Doubtlessl­y it was a historic day, because the Chinese government has not only issued the ban, but also taken a series of steps to end the ivory trade in the country.

The State Forestry Administra­tion had already ordered all previously legal ivory processing and trading companies to shut down by Sunday. From Monday on, it has establishe­d a permanent legal enforcemen­t system together with other government­al department­s, in order to strike at any link in the ivory trade chain that dare illegally continue commercial ivory activities after the ban.

However, to root out the ivory trade, what’s needed are not only to legislatio­n and law enforcemen­t, but also more moves to remove the sick pursuit of ivory from people’s hearts.

According to a WWF survey in August, 50 percent of the respondent­s said they would like to buy ivory products, while 19 percent said they would continue buying even after the ban.

Worse, some illegal traders are eyeing other parts of elephants, including their meat, bones, and skin.
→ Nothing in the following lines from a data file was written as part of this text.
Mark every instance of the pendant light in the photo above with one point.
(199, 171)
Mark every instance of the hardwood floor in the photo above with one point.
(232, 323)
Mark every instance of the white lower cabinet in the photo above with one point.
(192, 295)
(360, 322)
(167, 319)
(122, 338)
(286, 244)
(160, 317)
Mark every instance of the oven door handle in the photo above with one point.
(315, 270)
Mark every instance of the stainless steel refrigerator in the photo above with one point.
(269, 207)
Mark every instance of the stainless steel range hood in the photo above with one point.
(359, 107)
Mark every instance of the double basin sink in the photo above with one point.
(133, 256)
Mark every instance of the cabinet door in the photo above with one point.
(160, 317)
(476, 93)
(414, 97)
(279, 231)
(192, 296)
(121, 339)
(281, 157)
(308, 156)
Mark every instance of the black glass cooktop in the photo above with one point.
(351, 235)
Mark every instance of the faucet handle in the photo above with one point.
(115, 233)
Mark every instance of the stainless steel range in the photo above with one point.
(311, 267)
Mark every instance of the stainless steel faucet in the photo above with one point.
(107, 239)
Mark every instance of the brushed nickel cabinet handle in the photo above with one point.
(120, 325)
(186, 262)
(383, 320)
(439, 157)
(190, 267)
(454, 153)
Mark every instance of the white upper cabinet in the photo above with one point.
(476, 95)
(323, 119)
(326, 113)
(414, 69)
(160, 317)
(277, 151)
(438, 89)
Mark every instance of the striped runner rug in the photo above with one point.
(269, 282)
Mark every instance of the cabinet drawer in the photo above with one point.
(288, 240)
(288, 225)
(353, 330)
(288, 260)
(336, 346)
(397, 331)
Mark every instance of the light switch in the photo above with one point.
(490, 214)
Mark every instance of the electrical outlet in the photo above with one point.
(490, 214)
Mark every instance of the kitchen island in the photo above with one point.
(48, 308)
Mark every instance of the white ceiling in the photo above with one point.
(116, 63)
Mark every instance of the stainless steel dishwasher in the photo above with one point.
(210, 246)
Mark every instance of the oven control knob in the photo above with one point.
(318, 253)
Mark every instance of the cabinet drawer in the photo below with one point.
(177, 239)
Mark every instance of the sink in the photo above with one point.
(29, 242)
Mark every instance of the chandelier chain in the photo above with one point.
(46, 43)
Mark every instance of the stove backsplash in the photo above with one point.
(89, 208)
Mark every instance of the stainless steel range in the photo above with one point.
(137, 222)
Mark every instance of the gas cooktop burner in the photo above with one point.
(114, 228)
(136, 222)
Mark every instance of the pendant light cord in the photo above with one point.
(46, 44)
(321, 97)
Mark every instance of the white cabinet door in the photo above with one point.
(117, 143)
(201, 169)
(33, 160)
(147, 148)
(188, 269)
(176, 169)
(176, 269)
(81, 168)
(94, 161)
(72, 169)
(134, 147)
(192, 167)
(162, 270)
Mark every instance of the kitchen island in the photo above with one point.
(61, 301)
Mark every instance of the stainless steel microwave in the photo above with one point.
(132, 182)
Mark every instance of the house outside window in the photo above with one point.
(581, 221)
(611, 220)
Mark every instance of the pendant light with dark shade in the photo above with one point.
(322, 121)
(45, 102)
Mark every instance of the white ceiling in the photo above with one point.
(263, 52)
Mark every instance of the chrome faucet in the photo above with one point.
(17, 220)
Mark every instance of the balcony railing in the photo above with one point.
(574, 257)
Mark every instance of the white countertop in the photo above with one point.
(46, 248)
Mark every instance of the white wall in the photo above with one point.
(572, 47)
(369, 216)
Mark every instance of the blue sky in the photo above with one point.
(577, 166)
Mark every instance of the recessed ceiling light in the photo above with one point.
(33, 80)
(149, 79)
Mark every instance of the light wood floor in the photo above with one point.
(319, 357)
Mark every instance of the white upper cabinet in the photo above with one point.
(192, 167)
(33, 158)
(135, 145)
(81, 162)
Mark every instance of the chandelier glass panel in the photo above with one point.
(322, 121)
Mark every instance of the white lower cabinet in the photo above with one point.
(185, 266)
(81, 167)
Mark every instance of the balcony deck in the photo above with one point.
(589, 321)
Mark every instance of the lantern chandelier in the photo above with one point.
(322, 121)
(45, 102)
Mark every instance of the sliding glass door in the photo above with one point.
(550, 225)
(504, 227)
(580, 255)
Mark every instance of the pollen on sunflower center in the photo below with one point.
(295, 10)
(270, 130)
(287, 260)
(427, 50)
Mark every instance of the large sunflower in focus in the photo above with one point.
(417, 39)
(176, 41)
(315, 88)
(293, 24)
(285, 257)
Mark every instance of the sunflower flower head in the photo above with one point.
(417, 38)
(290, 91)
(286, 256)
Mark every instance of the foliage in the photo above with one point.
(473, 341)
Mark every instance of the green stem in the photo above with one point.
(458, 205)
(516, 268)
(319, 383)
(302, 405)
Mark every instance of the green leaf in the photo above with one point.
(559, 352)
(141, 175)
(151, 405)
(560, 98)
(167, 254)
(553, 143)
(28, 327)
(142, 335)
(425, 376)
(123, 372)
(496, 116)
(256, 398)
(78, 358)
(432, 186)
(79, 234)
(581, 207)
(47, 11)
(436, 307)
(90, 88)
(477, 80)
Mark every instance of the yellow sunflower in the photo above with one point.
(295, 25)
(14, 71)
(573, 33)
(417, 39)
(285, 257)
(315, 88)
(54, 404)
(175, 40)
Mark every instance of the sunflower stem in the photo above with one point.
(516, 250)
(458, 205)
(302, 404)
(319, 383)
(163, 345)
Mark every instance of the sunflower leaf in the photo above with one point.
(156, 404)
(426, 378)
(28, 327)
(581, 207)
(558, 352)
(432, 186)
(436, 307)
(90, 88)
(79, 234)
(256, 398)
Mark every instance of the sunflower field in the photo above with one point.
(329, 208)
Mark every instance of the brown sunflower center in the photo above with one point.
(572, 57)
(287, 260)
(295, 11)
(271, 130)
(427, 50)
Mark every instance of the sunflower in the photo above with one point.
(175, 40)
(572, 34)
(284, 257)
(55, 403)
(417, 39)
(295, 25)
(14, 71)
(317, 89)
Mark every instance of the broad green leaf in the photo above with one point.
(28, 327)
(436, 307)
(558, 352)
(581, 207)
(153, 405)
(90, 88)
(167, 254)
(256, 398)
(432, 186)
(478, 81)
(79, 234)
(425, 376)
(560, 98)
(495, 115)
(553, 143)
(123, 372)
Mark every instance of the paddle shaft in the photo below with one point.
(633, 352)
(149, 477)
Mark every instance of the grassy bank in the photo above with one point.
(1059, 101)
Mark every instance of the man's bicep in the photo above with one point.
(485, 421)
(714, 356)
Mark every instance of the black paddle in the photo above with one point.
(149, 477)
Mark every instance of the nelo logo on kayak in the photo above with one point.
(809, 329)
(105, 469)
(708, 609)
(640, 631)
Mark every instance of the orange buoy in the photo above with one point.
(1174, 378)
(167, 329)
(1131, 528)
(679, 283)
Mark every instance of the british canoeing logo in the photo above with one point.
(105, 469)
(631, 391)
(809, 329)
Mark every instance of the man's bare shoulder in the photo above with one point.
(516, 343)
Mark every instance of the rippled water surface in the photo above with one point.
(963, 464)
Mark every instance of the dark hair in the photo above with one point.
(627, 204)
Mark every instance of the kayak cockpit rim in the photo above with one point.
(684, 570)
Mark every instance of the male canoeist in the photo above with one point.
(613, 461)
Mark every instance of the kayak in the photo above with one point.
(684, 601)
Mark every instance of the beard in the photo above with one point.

Search “elephant skin wallets” on some domestic searching engines and you get thousands of shops selling them.

On Friday, the SFA and WWF jointly published a video starring former NBA All-Star and national political advisor Yao Ming, a long-time WildAid ambassador, who said that “Behind every ivory product you wear, there are numbers of elephants losing lives.”

Only when everyone gives up the sick, blind pursuit of ivory products, will the deadly trade totally disappear.